В углу комнаты, на широкой кровати, с колонками и парчовыми занавесками, застеленной старым и грязным постельным бельем, лежит худой и истощённый мальчик. Его застывшая под покрывалом фигура, заостренный нос, костлявые скулы, сложенные руки и вытянутые ноги, делали его похожим на скульптуру на крышках гробниц. Хотя, скорее, все же юноша, лет пятнадцати, может шестнадцати. Тонкий пушок уже покрыл его верхнюю губу и вьется на подбородке и впалых щеках. Дыхание юноши, редкое и какое-то поверхностное, под тонкими веками не заметно никакого движения глазных яблок. Тонкие руки и ноги, впалая грудь, могут служить подтверждением того, что юноша уже несколько лет не встает со своего скорбного одра. Тусклый свет, проникающий через одно из не заколоченных фасадных окон, превращал комнату в зловещую обитель, где вечным сном спит заколдованная принцесса, а в нашем случае, юный принц.

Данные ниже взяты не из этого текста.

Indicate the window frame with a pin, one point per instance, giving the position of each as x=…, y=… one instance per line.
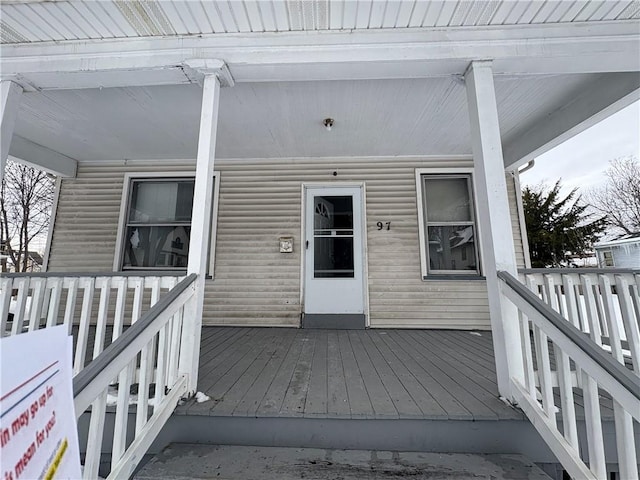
x=129, y=179
x=446, y=173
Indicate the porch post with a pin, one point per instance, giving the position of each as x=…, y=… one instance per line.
x=200, y=228
x=10, y=93
x=494, y=220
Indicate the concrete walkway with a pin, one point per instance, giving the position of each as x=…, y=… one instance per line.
x=191, y=461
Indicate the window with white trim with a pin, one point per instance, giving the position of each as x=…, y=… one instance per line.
x=158, y=223
x=448, y=232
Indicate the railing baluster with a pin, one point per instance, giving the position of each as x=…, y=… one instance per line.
x=630, y=319
x=37, y=298
x=70, y=307
x=121, y=301
x=22, y=285
x=54, y=301
x=544, y=373
x=85, y=319
x=593, y=420
x=142, y=411
x=103, y=311
x=6, y=289
x=94, y=437
x=592, y=313
x=567, y=402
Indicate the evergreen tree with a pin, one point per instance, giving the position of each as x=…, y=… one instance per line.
x=557, y=227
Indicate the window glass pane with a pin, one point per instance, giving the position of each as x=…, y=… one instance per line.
x=333, y=257
x=447, y=199
x=161, y=201
x=452, y=248
x=156, y=247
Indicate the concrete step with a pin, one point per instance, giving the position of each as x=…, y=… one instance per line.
x=182, y=461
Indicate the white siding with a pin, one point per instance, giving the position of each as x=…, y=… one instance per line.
x=259, y=202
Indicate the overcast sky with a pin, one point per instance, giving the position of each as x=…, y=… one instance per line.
x=581, y=160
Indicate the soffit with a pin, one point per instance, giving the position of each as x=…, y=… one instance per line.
x=284, y=119
x=30, y=21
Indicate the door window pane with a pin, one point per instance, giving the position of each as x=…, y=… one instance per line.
x=333, y=237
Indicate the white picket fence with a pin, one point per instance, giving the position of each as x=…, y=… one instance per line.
x=568, y=371
x=146, y=315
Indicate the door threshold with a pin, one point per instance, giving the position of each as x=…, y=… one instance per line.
x=335, y=321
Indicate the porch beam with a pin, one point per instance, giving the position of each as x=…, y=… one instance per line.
x=371, y=54
x=10, y=94
x=604, y=97
x=29, y=153
x=496, y=237
x=200, y=224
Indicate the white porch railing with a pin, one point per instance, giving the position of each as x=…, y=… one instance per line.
x=92, y=302
x=153, y=344
x=554, y=348
x=605, y=303
x=146, y=317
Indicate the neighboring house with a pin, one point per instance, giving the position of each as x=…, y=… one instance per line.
x=315, y=164
x=621, y=253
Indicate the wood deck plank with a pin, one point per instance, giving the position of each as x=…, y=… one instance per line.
x=359, y=401
x=317, y=395
x=402, y=401
x=382, y=403
x=441, y=373
x=296, y=396
x=454, y=409
x=423, y=399
x=233, y=397
x=337, y=397
x=273, y=399
x=477, y=387
x=256, y=393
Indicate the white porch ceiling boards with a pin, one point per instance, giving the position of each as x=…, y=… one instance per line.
x=284, y=119
x=43, y=21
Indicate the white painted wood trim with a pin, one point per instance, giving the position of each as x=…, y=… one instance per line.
x=421, y=219
x=10, y=96
x=52, y=223
x=521, y=220
x=214, y=224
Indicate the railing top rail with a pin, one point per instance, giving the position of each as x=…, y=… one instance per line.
x=127, y=273
x=86, y=376
x=578, y=271
x=619, y=372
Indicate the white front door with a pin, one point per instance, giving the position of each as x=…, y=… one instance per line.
x=334, y=282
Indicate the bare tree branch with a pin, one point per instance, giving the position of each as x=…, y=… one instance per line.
x=25, y=209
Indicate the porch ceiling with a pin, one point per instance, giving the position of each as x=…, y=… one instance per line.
x=27, y=21
x=284, y=119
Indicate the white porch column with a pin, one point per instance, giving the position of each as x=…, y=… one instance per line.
x=200, y=227
x=494, y=220
x=10, y=93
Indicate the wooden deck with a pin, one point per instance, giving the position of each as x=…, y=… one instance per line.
x=356, y=374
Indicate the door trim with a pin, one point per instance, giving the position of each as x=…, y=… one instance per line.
x=363, y=226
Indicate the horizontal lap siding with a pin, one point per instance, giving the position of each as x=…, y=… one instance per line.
x=259, y=202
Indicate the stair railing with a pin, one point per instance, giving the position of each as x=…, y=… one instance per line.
x=554, y=349
x=152, y=346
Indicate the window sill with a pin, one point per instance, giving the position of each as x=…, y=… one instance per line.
x=447, y=277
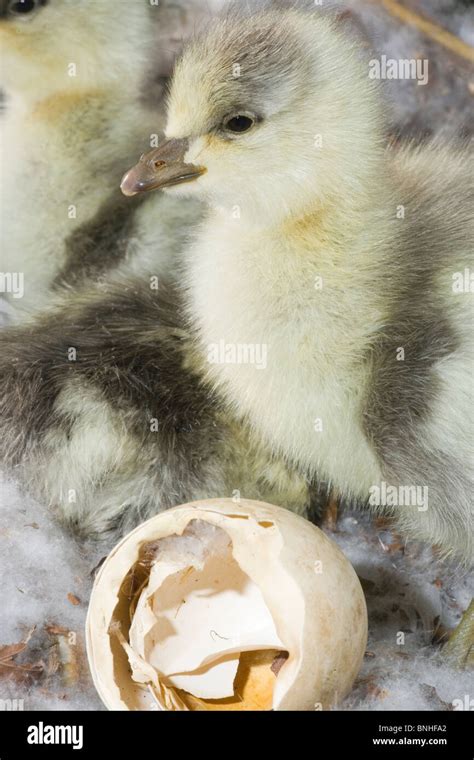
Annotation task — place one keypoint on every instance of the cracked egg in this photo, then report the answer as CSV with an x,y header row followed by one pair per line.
x,y
217,605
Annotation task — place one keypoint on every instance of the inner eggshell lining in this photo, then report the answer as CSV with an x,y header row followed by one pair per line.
x,y
194,628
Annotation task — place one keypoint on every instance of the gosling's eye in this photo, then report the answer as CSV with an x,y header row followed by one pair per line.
x,y
239,123
22,7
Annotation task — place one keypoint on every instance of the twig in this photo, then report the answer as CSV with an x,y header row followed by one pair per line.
x,y
429,28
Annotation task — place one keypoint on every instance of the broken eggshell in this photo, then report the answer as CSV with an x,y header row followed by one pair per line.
x,y
218,605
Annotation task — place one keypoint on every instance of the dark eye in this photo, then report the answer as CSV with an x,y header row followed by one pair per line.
x,y
22,7
239,123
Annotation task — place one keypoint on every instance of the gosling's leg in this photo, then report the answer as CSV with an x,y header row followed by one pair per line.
x,y
459,649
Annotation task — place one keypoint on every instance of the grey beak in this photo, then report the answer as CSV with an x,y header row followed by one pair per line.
x,y
161,167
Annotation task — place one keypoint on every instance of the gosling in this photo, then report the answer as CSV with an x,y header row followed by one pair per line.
x,y
349,261
78,98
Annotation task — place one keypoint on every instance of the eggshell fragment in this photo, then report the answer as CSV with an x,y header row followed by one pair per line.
x,y
217,605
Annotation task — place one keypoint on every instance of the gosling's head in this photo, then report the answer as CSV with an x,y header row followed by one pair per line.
x,y
273,113
48,45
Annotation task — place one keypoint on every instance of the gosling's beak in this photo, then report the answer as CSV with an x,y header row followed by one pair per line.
x,y
161,167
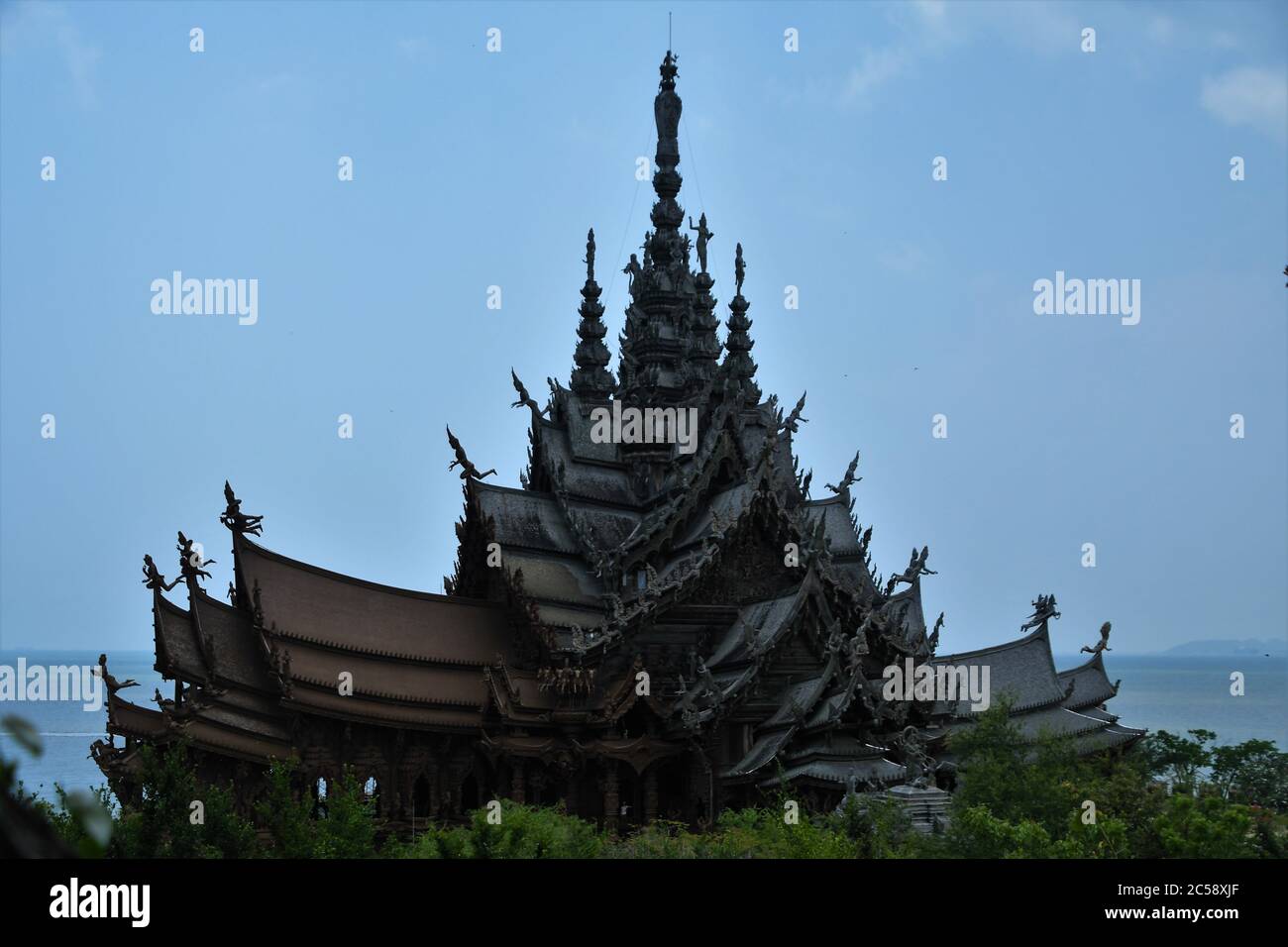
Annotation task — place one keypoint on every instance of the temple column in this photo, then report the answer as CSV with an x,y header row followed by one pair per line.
x,y
699,789
572,793
612,802
651,793
516,781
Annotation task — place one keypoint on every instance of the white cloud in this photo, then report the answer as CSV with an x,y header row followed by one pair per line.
x,y
1252,95
33,25
875,69
903,258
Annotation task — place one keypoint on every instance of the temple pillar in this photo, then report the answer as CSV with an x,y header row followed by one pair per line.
x,y
651,793
612,802
572,795
699,791
516,781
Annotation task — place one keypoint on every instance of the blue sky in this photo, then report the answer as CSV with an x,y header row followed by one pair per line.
x,y
476,169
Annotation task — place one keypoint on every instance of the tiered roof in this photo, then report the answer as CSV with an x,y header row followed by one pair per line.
x,y
752,605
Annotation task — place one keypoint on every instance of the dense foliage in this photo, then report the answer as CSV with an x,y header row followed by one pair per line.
x,y
1171,796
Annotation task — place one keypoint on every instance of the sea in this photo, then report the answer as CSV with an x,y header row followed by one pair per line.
x,y
1158,692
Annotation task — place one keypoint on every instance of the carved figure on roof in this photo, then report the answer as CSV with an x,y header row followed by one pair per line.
x,y
590,256
632,269
189,560
1103,644
112,684
1043,608
849,479
235,519
153,577
703,237
707,680
468,471
919,766
934,635
794,419
915,567
526,399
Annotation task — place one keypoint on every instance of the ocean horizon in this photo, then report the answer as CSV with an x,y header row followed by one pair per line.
x,y
1168,692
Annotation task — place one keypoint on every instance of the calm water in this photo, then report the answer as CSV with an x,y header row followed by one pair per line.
x,y
1172,693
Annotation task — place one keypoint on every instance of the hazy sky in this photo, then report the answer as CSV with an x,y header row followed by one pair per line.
x,y
475,169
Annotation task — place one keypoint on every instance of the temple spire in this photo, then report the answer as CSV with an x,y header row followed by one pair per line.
x,y
591,380
668,215
738,365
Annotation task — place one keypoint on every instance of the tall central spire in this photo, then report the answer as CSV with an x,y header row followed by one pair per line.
x,y
668,215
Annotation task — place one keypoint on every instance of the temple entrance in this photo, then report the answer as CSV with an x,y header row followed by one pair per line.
x,y
630,793
420,797
673,784
469,793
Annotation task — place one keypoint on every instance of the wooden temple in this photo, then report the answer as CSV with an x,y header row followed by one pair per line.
x,y
635,631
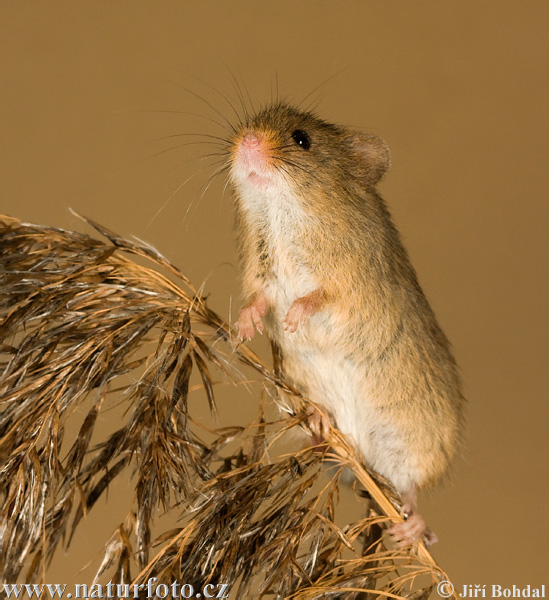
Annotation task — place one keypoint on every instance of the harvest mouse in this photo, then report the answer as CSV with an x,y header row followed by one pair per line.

Рядом с кроватью, на стуле, опустив голову на когда-то могучие руки, пристроился крупный мужчина. Если бы не иногда мелькающие в его глазах искорки, можно было бы подумать, что он умалишённый, настолько грязным и опустившимся он кажется. Седые длинные лохмы, давно не стриженые усы и борода, почти полностью скрывают его лицо. Редкие отблески пламени изредка освещали его лицо, которое было выдублено временем, солнцем, ветром и непогодой, став грубее и темнее чем у Закатных орков. Мужчина изредка поправляет покрывало, заботливо подтыкая его под истощённое тело юноши и иногда прикладывается к большой глиняной кружке, над которой вьется парок, пытаясь согреться. На первый взгляд, мужчина стар, очень стар, лет семьдесят, а то и все восемьдесят, но если приглядеться, то становится видно, что вряд ли он перешагнул сорокалетний рубеж. А его морщины и выцветшие глаза свидетельствуют только о том, что этому человеку пришлось слишком много пережить, слишком много вынести на своих широких плечах и жить дальше у него просто не осталось никаких сил, а держит его на этом Свете только Долг и… и жажда мщенья. Страх и ненависть поселились в его душе, они и не дают ему покинуть этот Мир, хотя сил жить уже и не осталось.